Building one’s own super-computer?
I’d like to build my own super-computer. First, money is an object, so I’d like to keep the expenses down. I’ve tried using the ATI 5870 for off-loading computation, but because my app. has a lot of random memory probes, there wasn’t any speed-up. So, I am limited to using multiple CPU’s. Is using a quad Opteron board the best solution? Are there any exotic high count MIMD architectures available? Also, is the 12 CPU Opteron better than an 8-way HT Intel chip?
The cluster on which I have daily access has both quad Opteron and and quad Xeon nodes and in terms of memory access performance, the Xeon nodes perform significantly better. The performance difference probably comes from the way the cache memory is being used, although the Quick Path Interconnect (QPI) probably plays an important role there. I haven’t had the time to look into these things as seriously as I wanted — there’s some really fascinating stuff to be read in the optimization guides AMD and Intel offer.
On the other hand, if your performance requirements don’t go through the ceiling you can stick with the Opterons and you’ll be fine with it. The performance of the Xeon nodes in the cluster I’m working on are about 1.4-1.9 times better than those of the Opteron-based nodes but I’m really happy with the execution time on both of them. In fact, a 12 CPU Opteron might be a better option for a development platform since you can get a better idea about the scalability of your application. If your application scales well you’ll probably get comparable results against an 8-way HT Intel in the same performance class. The benefit you get from HT does depend on your app; read through Intel’s specs and see if anything applies to your case. My programs have to do heavy data crunching so hyperthreading doesn’t help me with anything, but I have seen cases where it provides some performance improvement (albeit fairly modest).
In terms of exotic architectures there’s probably some luck to be had with ARM, although you are probably going to be limited to distributed-memory systems as multi-core ARM systems able to sustain the kind of work required in HPC are in their early days. But I think this is something to look for in a year or two.
Henry Neeman from OU Supercomputing Center for Education and Reseach in Norman goes through this exercise where he looks at transfer speed for his big cluster and he says “So, even at theoretical peak, any code that does less than 73 calculations per byte transferred between RAM and cache has speed limited by RAM bandwidth.”
For that reason, I went with 8-core instead of 12-core.

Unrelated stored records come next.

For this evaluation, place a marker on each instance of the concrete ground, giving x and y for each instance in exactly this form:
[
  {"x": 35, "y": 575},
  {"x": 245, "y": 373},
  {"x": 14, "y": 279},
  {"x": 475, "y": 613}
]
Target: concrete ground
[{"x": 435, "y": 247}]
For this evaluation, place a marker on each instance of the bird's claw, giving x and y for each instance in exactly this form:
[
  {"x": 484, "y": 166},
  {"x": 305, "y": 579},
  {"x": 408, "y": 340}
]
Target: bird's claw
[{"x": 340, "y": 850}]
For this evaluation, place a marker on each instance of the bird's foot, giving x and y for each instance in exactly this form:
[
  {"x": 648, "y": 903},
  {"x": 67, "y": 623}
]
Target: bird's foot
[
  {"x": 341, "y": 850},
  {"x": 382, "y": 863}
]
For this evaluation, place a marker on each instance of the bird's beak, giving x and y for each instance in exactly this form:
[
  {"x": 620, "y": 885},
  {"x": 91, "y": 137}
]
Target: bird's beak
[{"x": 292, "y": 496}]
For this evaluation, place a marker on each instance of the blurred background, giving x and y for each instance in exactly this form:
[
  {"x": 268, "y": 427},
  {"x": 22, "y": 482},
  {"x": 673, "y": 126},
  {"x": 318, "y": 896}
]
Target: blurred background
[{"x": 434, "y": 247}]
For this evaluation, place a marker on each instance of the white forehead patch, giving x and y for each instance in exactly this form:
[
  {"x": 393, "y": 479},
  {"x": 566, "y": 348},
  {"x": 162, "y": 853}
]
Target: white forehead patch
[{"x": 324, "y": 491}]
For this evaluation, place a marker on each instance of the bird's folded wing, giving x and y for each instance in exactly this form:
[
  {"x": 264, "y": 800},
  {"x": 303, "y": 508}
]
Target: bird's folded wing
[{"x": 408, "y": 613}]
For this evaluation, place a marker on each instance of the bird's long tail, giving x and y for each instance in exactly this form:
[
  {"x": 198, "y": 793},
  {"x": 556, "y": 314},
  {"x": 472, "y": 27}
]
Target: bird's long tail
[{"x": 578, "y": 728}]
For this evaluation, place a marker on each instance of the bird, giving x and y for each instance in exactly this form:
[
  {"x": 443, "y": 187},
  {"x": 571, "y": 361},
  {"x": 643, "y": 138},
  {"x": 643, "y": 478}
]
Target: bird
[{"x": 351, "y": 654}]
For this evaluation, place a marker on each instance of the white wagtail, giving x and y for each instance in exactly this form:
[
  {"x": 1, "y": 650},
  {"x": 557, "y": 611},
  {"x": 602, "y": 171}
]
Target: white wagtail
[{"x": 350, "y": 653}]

His “Supercomputing in Plain English” Workshop is great and will be offered weekly starting Tue Jan 25 2-3 Central via H.323, WebEx, QuickTime, EVO, Access Grid. Seehttp://www.oscer.ou.edu/education.php
I think some more info would really help, mainly what is your biggest goal with this project? Are you just looking to work more with multicore application development? HPC architecture, engineering, and designs? HPC OS deployment and management? MPI? Are you trying to build a POC to show your company the benefits of an HPC environment? Is this going into production for a company or research group? How many users? The list goes on.
Starting at the more basic end –
If you’re looking to build a platform for application development and deployment testing, you can build a “supercomputer” out of spare desktop PCs. If you can learn/use Linux, there are several free HPC implementations of Linux distributions out there you can deploy, then build your own applications on and run on a multi-node/multi-core platform. I’ve got two clusters I run at our facility, one built out of spare desktop PC’s that was heading for the scrap-heap, and another out of servers that came out of our production datacenter. The former I use exclusively, the latter our application developers have access to for testing their code out of a production environment. Neither give production quality performance (jokingly referred to as “Low Performance Compute Clusters”), but to get in and run the software, test applications out, and test new settings, features, designs, etc with our OS, they’re perfect.
If, however, you’re looking to build a production HPC cluster for users/researchers/developers to run and actually use for research, modeling, simulations, number crunching, etc, then I should warn you there are dozens of other considerations beyond CPU design and architecture you need to take into consideration. Buying a rack (or 20’s) worth of servers and stringing them all together won’t give you the best bang for the buck. Power, cooling, hardware vendor, memory/hard-drive/clock speed on each node, the node interconnect technology, OS selection/licensing, support contracts… the list goes on again.
As far as raw CPU architectures, we recently evaluated the 12-core AMD Operterons against the 6-core Intel Nehalem/Westmere chips. On similar (near identical) HP hardware, with a standard 4-gb of memory per core (2 chips on each board meant 24 cores on the AMDs and 12 cores on the Intels, but each had 4gb of memory per core) the performance was night and day – the 2.6ghz Intels vs the 2.3ghz AMDs smoked them by a factor of 1.5. We also tried various mathlibs – the Intel mathlib, the AMD mathlib, a few others. In short, core-per-core the Intel’s perform much higher. You’ll also pay a higher price.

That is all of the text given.